The budget press release also touts the “launch of a ‘Zero Waste’ program, which will completely transform the County’s approach to handling waste. Not only will ‘Zero Waste’ create new economic opportunities, but it will put Delaware County at the forefront of communities taking action to protect their natural resources.”

More details from the county can be found in its press release, available here.

According to the press release, the budget document is much longer this year because it will include a “new capital budget and data tables detailing the source and uses of all sources of funds — taxes, fees, capital, and grants[.]”

The general-fund portion of the county’s budget has been on a steep increase in recent years.

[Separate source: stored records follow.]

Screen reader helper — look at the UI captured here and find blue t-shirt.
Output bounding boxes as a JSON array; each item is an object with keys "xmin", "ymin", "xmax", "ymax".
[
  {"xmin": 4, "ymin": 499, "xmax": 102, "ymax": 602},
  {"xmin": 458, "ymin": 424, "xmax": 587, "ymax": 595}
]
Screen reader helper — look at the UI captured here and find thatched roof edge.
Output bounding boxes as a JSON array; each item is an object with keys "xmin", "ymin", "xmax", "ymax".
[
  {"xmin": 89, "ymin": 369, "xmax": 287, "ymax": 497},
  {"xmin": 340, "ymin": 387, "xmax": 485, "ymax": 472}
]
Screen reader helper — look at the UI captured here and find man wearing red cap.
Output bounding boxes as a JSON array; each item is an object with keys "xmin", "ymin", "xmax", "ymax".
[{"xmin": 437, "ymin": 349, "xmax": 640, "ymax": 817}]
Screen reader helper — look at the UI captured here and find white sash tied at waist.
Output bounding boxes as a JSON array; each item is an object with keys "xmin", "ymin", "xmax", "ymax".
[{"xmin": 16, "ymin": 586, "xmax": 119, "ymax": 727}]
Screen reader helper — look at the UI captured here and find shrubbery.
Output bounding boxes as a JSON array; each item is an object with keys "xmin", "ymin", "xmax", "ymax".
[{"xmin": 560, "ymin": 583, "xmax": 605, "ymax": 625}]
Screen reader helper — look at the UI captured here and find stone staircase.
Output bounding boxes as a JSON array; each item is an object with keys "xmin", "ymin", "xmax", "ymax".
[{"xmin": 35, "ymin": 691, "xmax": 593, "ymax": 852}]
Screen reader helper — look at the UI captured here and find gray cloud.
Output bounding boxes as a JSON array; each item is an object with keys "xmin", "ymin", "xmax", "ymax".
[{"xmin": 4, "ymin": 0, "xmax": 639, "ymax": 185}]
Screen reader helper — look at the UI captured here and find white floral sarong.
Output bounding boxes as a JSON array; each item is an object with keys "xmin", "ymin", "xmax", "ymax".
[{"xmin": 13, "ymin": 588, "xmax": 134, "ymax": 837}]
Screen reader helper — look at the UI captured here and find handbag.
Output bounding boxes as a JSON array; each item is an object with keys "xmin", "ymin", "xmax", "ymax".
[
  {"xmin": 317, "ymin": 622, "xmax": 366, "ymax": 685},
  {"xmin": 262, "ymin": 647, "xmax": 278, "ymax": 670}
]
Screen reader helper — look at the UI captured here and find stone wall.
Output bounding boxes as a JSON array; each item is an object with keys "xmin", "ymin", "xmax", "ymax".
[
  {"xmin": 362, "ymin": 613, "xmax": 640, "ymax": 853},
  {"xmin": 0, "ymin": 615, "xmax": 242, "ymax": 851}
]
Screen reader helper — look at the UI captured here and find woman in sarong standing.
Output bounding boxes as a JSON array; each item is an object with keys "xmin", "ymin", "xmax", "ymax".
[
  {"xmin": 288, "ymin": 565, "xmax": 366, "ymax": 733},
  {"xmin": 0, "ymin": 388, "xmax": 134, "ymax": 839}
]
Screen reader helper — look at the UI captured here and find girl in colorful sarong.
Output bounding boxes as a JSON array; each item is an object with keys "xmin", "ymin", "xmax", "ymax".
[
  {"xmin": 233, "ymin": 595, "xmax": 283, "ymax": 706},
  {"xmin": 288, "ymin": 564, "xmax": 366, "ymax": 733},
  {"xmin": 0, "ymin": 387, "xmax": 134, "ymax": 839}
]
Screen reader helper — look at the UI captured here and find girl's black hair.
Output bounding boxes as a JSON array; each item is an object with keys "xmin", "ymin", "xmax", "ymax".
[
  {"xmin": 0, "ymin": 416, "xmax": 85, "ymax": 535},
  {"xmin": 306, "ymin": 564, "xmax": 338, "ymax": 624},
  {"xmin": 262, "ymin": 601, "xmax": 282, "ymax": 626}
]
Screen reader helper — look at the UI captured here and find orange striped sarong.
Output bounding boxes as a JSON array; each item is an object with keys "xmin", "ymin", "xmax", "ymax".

“[G]eneral fund total spending spiked from $251 million in fiscal year 2019, the last year a Republican Administration managed county operations, up to $284 million in the adopted 2022 budget — an increase of thirteen percent,” Broad + Liberty president and CEO Terry Tracy wrote in an October opinion piece.

But that increase didn’t capture all of the changes, according to Tracy.

“In a special budget meeting in June, the $284 million in spending for the 2022 general fund budget was adjusted upwards by another $6 million, bringing this year’s total budget to $290 million, pushing the aforementioned increase up to an eye-popping sixteen percent.”

The proposed budget will also be of interest to county Republicans, who lost control of the majority of the council in 2019, because the 2023 budget will be the first in which most or all of the transitional costs of major new initiatives are finally in the rear view mirror, and the outlays on those projects should present a reasonable forecast of what the recurring costs will actually be.

For example, the county created its own health department and also took back management of the county’s prison, which had been run by a private company for more than three decades. The incremental spending associated with these initiatives is not captured in the aforementioned operating budget increases, meaning the county’s ongoing financial obligations could be significantly higher in the aggregate.